So from the long list of things to do, our first pick was the so called Pailón del Diablo. Not sure how to translate the Pailón part cause I don´t even know what it means in Spanish, but it´s basically a kick-ass waterfall.
The optimal thing to do here, that we didn´t, is to get there by bicycle, that assuming this is something you want to do, as we did. The reason is that the route here is the one called “the seven waterfalls”, cause on the way you are able to see not seven, but many more waterfalls, some of which are from the jaw-dropping kind. At the time, and as we didn´t do any research on this, we thought this route would be elsewhere, so wee took the bus to the Pailón. There´s an entry fee, but really small, can´t remember how much we paid, but it was around 2$ for both or something like this.
The scheme here is pretty impressive indeed.
You cannot get to the top of the waterfall. To get there, there´s another access from the top, but you´ll have to pay again the entry fee. Anyway you can get pretty close to the top, where the big jump starts, and if you feel like you can get close enough to get fully wet.
To get here you´ll have to crawl a bit, as the last part there´s no staircase, but rather a little sort of tunnel that you have to cross to get up to the next viewing point. Now my claustrophobia levels are pretty damn high and my thoughts at first were no way I´m getting in there. But then it looked so cool to be up there that i just basically took a deep breath and got up there. The ceiling is quite short indeed but you can crawl easily and almost stand up at some point. It´s no more than 100 meters, so for most is just an easy way, but it took me a while.
We took the bus back and enjoyed a nice resting evening in Baños.

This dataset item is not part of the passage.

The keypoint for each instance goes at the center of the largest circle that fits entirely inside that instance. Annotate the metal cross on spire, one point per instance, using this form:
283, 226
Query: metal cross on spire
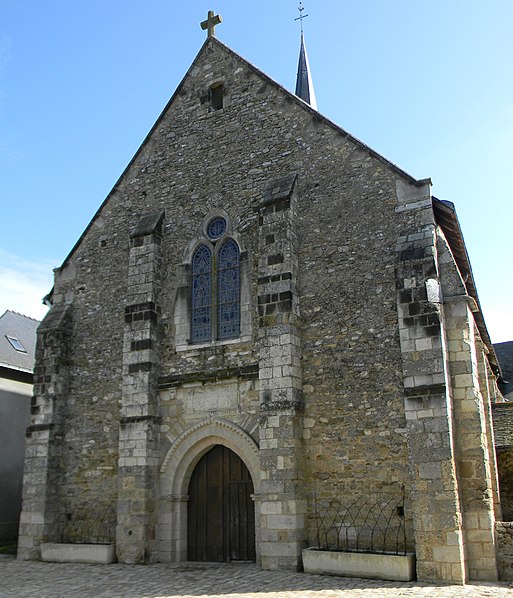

And so the next day we rented a bike to do the same road we did the previous day, just this time stopping many many times to enjoy the views. It mainly goes down all the way, so it´s really a great ride.
So yep, lots and lots of waterfalls
One of the attractions offered in many different places along the way is called canopying. It´s sort of a zip line, but nicer, as you are in a lying position that gives you that cool flying feeling. We paid 20$ for both of us. The price was for a go and return ticket. It´s a really nice experience. Kasia had never done something like that before, and she loved it.
And so the big day was coming, time to get to the swing at the end of the world. This place is so touristic there are buses doing only this route 3 times a day. A cold summary would be that in less than 2 hours you catch a bus, get yourself a nice swing, take loads of pictures and get back to the bus together with another 50 satisfied tourists. Sounds a bit bad, but the place is actually really worth it, not just for the swing, but for the views you get from up there. Funny part is that there are 3 different swings. The first one you come across the moment you get down from the bus. Don´t let them fool you, that´s not the one you are looking for. You have to follow the path for a couple of minutes to find the one. The entry is 1$ if I recall correctly. We were lucky cause there weren´t many people. We had heard stories where there was so many people that they had to cue to get to the swing. Get a couple of swings and get out so the next one in line could do the same. We didn´t have to wait much to get our turn, and there was no line.
Actually we repeated couple of times and took loads and loads of pics. I guess that due to the amount of tourists, they built a second swing few meters down from the main one. This one doesn´t have a tree house but it´s still nice and the views are basically the same.
We rested in the grass a bit, and went back to Baños with Kasia extremely satisfied.
On the last afternoon we went for a walk to catch a glimpse from the highest viewing point in the city. It´s a nice walk, with a lot of steps though, but it´s totally worth it.
Definitely a place to go, either for those looking for a more chilling stay or for those seeking to get a nice shot of adrenaline. Kasia sure as hell came out of here stuffed with joy.